Aleviliğin, Karadeniz'in bu köylerinde hala “yabancı” olarak görüldüğü bir gerçek. Peki, bu “yabancı”lık, sadece farklı bir dini inancı mı ifade eder? Yoksa Giresun'da var olan sosyal ve kültürel yapılarla da bir çelişki mi yaratır? Aleviliğin bu şekilde marjinalleşmesi, daha derin bir toplum eleştirisini gerektirebilir. Bu durumu ele almak, Giresun'un sadece Alevi kimliğine değil, aynı zamanda genel olarak kimlikleri nasıl dışladığına da dair bir eleştiri getirmelidir.

Provokatif Sorular: Giresun'da Alevi Kimliği ve Toplumun Kabulü
1. Giresun'da Alevi nüfus var mı, yoksa bu inanç daha çok gizli mi tutuluyor? Toplum, Aleviliği kabul etmek yerine reddediyor mu?
2. Alevi kimliği, Giresun'un sosyal yapısında bir tehdit olarak mı görülüyor, yoksa bu kimlik bir çeşit toplumsal direncin simgesi mi?
3. Alevi kadınların toplumsal rollerinin, Giresun'daki geleneksel kadın figürleriyle ne gibi benzerlikleri ve farkları vardır?
4. Alevi kimliğini açıkça taşıyan biri Giresun'da gerçekten güvende midir, yoksa toplumsal baskılar ve önyargılar nedeniyle bu kimlik gizlenmeye mi çalışılır?

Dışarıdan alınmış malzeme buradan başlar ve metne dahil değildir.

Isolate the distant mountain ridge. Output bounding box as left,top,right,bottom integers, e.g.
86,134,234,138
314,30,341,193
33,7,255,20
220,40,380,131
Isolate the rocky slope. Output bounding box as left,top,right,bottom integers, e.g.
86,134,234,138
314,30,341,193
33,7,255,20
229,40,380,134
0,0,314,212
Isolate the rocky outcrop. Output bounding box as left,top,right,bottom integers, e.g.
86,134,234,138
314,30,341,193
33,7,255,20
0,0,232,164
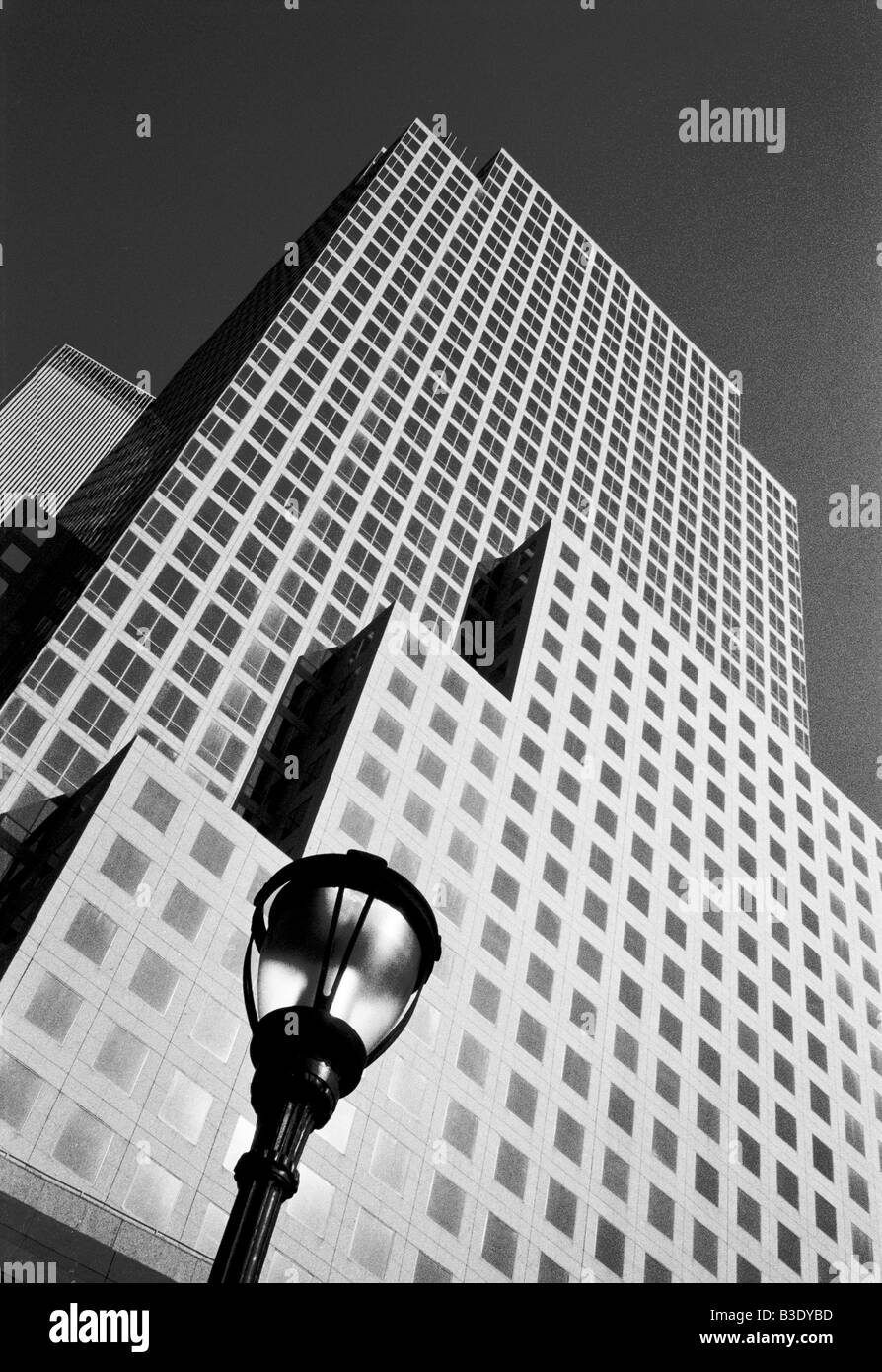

Bu sorular, Giresun'un toplumsal yapısının, kimlikleri ve inançları dışlayan bir yapıya sahip olduğunu düşündüren önemli noktalar sunmaktadır. Dini inançlar, toplumsal kimlikler ve kadın-erkek rolleri arasındaki dengeyi bulmak, Giresun'daki Alevi meselesine dair daha geniş bir tartışmayı başlatabilir. Giresun'da Alevilik üzerine düşünmek, yalnızca Alevilerin değil, aynı zamanda tüm toplumun kendini nasıl tanımladığına ve bu kimliklere nasıl değer verdiğine dair bir sorgulamadır.